9. Vortex the mixture until completely resuspended.
10. Add 100 µL 10% SDS to 1 mL sample mixture. If you varied the amount of ChargeSwitch® Lysis Buffer (L18) in Step 3, ensure to maintain a ratio of 10:1 for ChargeSwitch® Lysis Buffer (L18) to SDS. Proceed with remaining steps in the manufacturer's suggested protocol.
11. Incubate at room temperature for 5 minutes.
12. Add 400 μl ChargeSwitch® Precipitation Buffer (N5) to the lysate. Mix by inversion or vortexing for 10 seconds until a precipitate forms. If different amounts of ml ChargeSwitch® Lysis Buffer (L18) are used, maintain a ratio of 10:4 for ChargeSwitch® Lysis Buffer (L18) to ChargeSwitch® Precipitation Buffer (N5).
13. Centrifuge at maximum speed for 5 minutes at room temperature to produce a clear lysate.
14. Transfer the clear lysate to a new, sterile 1.5 ml microcentrifuge tube for manual purification or a 96 x 2 ml deep well plate (page 15) for automated purification.
15. Proceed to Purification Procedure.
16. Thoroughly vortex the tube containing the ChargeSwitch® Magnetic Beads to fully resuspend the beads in the storage buffer.
17. Add 100 μl ChargeSwitch® 10% Detergent (D1) to the ∼l.2 ml lysate (from Step 10, page 7).
18. Add 40 μl resuspended ChargeSwitch® Magnetic Beads.
19. Mix gently by pipetting up and down 5 times using a 1 ml pipette tip set to 900 μl without forming any bubbles to evenly distribute the ChargeSwitch® Magnetic Beads within the solution. Important: Avoid forming bubbles by ensuring that the pipette tip is submerged during mixing, and by pipetting up and down gently.
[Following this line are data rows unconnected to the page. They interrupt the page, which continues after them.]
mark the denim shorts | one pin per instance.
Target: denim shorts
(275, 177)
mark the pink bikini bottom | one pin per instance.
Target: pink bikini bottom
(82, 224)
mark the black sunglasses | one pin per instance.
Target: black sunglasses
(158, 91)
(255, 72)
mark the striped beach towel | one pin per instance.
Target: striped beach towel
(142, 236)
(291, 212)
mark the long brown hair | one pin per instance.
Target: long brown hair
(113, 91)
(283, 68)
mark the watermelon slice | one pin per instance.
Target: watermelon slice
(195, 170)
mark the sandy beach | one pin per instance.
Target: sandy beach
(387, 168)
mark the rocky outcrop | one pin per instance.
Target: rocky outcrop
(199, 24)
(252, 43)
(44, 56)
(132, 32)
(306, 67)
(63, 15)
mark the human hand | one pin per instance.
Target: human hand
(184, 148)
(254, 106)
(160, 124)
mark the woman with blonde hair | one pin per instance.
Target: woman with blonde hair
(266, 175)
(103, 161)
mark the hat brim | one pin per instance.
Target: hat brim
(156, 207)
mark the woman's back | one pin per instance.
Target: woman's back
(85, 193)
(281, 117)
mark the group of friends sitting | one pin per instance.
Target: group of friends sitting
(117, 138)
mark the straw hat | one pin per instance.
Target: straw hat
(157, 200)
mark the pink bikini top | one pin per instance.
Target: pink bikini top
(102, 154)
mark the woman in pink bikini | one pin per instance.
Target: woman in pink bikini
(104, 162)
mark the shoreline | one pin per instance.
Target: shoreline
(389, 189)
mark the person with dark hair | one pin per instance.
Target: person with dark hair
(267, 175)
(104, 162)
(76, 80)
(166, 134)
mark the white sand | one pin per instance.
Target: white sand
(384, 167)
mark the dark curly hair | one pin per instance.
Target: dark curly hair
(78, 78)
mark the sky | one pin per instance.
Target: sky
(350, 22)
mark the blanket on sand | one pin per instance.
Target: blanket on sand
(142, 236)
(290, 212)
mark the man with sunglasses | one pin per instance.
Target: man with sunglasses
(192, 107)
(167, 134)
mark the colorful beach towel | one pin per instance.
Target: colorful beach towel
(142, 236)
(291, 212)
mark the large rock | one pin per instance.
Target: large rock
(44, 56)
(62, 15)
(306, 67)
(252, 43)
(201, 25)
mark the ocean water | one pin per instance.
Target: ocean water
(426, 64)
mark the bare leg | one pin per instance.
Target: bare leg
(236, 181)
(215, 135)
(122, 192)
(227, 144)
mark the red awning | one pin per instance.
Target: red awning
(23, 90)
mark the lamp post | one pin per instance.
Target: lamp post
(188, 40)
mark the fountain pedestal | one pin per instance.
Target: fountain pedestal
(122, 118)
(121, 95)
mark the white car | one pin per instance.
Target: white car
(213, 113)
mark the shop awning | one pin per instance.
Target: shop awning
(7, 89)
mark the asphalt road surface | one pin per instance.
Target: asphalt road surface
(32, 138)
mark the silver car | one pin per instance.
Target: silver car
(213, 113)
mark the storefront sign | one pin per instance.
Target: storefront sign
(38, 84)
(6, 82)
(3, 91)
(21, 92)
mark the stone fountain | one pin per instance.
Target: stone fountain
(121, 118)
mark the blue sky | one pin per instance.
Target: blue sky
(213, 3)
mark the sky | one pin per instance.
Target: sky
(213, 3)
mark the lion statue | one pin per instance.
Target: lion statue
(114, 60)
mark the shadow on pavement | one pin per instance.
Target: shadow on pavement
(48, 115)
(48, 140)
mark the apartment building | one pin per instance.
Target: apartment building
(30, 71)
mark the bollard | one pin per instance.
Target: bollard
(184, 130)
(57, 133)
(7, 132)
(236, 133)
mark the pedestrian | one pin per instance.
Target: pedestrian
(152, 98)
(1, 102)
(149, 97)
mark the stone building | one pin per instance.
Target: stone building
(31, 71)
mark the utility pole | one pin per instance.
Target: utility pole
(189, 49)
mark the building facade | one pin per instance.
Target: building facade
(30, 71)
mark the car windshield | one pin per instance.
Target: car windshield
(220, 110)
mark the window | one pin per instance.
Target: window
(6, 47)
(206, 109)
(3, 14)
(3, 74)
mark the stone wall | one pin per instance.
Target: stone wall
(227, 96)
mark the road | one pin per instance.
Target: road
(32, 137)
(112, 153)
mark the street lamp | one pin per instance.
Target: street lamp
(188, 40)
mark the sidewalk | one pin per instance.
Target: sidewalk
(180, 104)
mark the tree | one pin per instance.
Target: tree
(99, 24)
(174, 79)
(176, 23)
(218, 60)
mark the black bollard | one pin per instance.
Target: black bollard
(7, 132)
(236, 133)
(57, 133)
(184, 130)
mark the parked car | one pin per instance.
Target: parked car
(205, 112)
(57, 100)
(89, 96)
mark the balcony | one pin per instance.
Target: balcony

20. Incubate at room temperature for 1 minute.
21. Place tubes on the MagnaRackTM (‘on the magnet’ position) until the ChargeSwitch® have formed a tight pellet.
22. Without removing the tubes from the magnet, carefully aspirate and discard the supernatant without disturbing the pellet of beads by angling the pipette such that the tip is pointed away from the pellet (see figure on page 5).
23. Proceed immediately to Washing DNA
24. Remove tubes from the magnet.
25. Add 1 ml ChargeSwitch® Wash Buffer (W12) to the tube and gently pipet up and down 5 times to resuspend the beads using a 1 ml adjustable pipette set to 900 μl to mix without forming bubbles.
26. Place tubes on the magnet until the beads have formed a tight pellet and the supernatant is clear.
27. Without removing the tubes from the magnet, carefully aspirate and discard the supernatant without disturbing the pellet of beads by angling the pipette such that the tip is pointed away from the pellet.
28. Remove tubes from the magnet.
29. Add 1 ml ChargeSwitch® Wash Buffer (W12) to the tube and gently pipet up and down 5 times to resuspend the beads using a 1 ml adjustable pipette set to 900 μl to mix without forming bubbles.
30. Place tubes on the magnet until the beads have formed a tight pellet and the supernatant is clear.
31. Without removing the tubes from the magnet, carefully aspirate and discard the supernatant without disturbing the pellet of beads by angling the pipette such that the tip is pointed away from the pellet.
32. Proceed immediately to Eluting DNA.
33. Remove the tube containing the pelleted magnetic beads from the magnet. There should be no supernatant in the tube.
34. Add 150 μl of ChargeSwitch® Elution Buffer (E6). Note: You may vary the elution volume (50-100 μl) to suit the application. Do not use volumes <50 μl for eluting DNA.
35. Pipet up and down gently 15-30 times using an adjustable pipette set to 100 μl (adjust to any variations on the ChargeSwitch® Elution Buffer volume used) until ChargeSwitch® Magnetic Beads are completely dispersed and no clumps are visible. Note: If a few grainy clumps remain, proceed to the next step. This will not adversely affect the result.
36. Incubate at room temperature for 1 minute.
37. Place tubes on the magnet until the beads have formed a tight pellet and the supernatant is clear.
38. Without removing the tubes from the magnet, carefully transfer the supernatant containing the DNA to a sterile microcentrifuge tube without disturbing the pellet by angling the pipette such that the tip is pointed away from the pellet.